Introducing HotpotQA

Towards Natural, Explainable, Multi-hop Question Answering in the Wild

Have you ever wondered,

In which city was Facebook launched?

Are there more languages spoken in India or in China?

How long do I need to bike to burn the calories in my favorite pizza?

The web has the answer to most of these questions, but they are sometimes not summarized in one place.1 These are examples of questions where one needs to piece together information from multiple sources and reason about them before answering, or multi-hop questions.

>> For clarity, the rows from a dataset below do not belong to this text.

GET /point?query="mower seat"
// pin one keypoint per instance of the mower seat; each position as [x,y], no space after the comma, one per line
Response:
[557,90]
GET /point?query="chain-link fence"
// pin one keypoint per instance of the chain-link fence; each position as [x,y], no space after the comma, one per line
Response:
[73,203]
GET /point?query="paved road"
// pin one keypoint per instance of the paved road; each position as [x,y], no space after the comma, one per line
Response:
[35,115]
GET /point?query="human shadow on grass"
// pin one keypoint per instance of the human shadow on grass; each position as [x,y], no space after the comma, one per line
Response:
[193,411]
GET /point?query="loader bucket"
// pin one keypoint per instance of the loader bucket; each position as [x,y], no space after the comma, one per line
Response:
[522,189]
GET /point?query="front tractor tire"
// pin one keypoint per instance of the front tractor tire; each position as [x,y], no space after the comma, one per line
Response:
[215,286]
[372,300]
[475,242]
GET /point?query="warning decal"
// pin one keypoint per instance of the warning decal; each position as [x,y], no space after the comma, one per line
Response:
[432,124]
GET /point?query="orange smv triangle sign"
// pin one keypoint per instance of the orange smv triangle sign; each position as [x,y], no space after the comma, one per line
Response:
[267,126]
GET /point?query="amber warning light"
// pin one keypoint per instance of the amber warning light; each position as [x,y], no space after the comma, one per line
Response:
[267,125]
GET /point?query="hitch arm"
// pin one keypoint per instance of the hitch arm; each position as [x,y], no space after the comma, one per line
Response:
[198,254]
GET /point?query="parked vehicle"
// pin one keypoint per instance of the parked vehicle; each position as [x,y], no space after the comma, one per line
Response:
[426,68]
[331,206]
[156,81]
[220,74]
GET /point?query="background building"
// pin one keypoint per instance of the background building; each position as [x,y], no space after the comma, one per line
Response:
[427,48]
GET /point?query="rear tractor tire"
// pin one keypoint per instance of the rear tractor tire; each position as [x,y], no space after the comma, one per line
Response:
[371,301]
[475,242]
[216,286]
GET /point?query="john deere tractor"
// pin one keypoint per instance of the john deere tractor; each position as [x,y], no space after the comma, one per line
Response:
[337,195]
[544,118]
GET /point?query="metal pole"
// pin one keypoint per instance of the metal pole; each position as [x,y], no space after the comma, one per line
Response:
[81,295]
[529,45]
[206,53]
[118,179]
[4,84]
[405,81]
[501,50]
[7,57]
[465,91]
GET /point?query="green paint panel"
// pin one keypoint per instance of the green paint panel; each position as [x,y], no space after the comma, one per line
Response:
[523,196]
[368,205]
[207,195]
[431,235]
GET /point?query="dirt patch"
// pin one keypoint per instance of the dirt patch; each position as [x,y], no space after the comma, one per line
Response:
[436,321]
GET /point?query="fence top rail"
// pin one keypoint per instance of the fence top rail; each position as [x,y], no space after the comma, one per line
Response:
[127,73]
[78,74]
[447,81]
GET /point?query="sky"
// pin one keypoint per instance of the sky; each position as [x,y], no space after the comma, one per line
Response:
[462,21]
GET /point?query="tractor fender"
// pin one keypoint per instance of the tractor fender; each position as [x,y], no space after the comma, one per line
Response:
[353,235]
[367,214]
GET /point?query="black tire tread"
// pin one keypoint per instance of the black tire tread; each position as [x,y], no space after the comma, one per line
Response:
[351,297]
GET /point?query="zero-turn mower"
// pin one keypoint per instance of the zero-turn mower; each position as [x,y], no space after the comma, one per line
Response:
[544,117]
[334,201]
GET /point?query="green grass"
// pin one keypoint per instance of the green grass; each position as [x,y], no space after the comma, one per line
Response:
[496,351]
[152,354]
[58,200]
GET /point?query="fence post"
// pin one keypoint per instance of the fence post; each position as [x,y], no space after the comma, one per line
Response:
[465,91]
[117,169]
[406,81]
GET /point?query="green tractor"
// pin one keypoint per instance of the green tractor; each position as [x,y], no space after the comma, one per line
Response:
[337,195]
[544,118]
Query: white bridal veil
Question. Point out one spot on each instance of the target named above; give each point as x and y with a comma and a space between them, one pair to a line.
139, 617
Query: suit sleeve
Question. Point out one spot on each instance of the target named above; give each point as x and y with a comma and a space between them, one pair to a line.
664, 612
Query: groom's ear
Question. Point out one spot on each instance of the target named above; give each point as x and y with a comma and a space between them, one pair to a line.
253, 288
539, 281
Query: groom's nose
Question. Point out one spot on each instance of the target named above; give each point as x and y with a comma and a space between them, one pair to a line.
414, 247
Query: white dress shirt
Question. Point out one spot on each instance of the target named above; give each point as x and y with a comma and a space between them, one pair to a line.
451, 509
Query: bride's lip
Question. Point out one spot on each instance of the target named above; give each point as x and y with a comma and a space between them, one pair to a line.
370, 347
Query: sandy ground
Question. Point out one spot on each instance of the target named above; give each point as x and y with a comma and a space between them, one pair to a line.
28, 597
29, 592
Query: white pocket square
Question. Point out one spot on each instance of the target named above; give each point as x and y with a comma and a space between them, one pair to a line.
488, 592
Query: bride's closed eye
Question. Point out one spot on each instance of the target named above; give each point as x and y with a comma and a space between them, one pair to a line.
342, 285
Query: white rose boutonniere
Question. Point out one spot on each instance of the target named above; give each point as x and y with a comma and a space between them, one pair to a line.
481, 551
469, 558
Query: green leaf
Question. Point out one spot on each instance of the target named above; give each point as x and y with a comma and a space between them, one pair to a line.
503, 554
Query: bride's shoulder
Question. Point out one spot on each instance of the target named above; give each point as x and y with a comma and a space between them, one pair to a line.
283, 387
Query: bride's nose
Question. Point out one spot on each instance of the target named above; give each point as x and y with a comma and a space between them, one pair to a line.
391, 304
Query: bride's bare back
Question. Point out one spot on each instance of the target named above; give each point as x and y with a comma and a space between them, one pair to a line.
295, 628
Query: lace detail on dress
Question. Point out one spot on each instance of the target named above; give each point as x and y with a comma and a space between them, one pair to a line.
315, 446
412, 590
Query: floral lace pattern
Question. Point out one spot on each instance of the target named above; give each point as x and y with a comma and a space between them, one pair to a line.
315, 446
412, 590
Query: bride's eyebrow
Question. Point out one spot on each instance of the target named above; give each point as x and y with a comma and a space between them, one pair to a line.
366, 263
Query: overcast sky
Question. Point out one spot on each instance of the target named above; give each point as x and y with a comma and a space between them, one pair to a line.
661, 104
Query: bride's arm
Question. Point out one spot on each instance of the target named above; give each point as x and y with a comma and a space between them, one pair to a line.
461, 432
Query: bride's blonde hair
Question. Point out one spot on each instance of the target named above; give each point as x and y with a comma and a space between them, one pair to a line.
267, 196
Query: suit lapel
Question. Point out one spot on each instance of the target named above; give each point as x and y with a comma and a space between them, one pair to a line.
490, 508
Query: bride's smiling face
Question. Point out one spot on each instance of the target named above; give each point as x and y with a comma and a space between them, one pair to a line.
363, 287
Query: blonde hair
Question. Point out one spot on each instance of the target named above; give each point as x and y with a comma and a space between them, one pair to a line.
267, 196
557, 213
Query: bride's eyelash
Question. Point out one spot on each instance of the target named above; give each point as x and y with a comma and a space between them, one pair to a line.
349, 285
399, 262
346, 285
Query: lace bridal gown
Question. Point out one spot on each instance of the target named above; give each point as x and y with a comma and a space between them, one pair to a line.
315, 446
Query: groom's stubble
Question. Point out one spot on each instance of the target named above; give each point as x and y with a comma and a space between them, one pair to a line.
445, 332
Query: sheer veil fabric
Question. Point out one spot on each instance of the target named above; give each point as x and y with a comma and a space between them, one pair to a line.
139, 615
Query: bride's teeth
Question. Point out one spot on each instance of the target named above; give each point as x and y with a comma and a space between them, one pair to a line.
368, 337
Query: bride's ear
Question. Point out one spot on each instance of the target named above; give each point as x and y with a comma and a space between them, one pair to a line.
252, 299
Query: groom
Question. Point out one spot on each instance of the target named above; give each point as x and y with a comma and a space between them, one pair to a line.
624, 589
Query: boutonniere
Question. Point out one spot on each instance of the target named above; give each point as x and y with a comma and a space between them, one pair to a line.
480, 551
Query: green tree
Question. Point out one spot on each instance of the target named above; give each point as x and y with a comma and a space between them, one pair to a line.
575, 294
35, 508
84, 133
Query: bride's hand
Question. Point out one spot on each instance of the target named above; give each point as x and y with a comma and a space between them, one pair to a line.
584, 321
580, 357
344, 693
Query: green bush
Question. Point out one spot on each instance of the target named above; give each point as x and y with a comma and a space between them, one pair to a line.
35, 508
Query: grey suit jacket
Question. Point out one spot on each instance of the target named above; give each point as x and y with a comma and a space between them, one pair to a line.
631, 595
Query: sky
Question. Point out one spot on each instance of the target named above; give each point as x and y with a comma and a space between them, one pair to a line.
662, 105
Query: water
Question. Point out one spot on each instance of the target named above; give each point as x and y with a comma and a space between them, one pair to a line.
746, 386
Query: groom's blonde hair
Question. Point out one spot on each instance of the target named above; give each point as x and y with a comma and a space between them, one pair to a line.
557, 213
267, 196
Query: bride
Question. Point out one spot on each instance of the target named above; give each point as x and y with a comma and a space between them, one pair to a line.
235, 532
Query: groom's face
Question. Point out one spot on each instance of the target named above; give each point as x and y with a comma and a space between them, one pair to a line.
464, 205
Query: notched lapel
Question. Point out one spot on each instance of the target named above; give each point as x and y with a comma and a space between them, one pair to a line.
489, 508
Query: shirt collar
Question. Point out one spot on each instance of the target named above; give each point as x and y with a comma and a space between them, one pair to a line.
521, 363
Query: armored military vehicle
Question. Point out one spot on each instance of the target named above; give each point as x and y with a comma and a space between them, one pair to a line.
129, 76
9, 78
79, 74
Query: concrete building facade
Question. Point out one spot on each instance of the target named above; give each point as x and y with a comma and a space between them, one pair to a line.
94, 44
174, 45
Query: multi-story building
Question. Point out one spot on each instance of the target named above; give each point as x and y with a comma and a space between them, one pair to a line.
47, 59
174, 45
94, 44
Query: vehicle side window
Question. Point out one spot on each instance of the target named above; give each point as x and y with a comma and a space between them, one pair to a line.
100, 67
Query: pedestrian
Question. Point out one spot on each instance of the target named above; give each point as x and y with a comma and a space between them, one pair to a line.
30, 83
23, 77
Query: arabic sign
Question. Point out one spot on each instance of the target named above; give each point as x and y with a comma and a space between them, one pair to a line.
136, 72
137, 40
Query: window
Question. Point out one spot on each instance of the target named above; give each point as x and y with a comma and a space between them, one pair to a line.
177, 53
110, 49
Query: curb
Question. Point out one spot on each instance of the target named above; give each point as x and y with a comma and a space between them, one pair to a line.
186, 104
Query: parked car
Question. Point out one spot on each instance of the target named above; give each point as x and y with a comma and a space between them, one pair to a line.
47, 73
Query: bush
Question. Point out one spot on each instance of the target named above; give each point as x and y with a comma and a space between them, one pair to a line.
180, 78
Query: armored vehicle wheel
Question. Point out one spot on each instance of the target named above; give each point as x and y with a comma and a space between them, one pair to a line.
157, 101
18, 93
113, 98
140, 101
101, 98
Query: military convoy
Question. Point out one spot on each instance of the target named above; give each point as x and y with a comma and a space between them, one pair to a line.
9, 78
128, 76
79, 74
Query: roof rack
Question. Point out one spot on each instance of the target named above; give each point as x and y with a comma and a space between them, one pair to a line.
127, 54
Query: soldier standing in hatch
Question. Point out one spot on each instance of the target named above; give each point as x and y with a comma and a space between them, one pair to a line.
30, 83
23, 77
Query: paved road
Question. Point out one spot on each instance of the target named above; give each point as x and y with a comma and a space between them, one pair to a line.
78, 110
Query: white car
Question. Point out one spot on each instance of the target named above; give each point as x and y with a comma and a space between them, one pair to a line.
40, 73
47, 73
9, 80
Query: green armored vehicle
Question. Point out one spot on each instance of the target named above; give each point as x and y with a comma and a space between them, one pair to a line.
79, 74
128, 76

Recently, we have seen significant advances in question answering (QA) research fueled by large-scale QA datasets [1][2][3]. However, most of these datasets still focus on questions whose answers can usually be found in one or a few adjacent sentences in a single article [1]. More recently, there has also been attempts to construct multi-hop QA data sets with existing knowledge bases or schemas [2], but the resulting question types are inheritly limited by the predefined schema and/or the completeness of the knowledge base. Moreover, most of these existing datasets only provide QA systems with the desired answer and sometimes the articles the answer is from, but give no further clues about how to arrive at it given the articles.

To this end, we are announcing HotpotQA, a new question answering dataset with ~113k question-answer pairs that is designed to remedy these issues.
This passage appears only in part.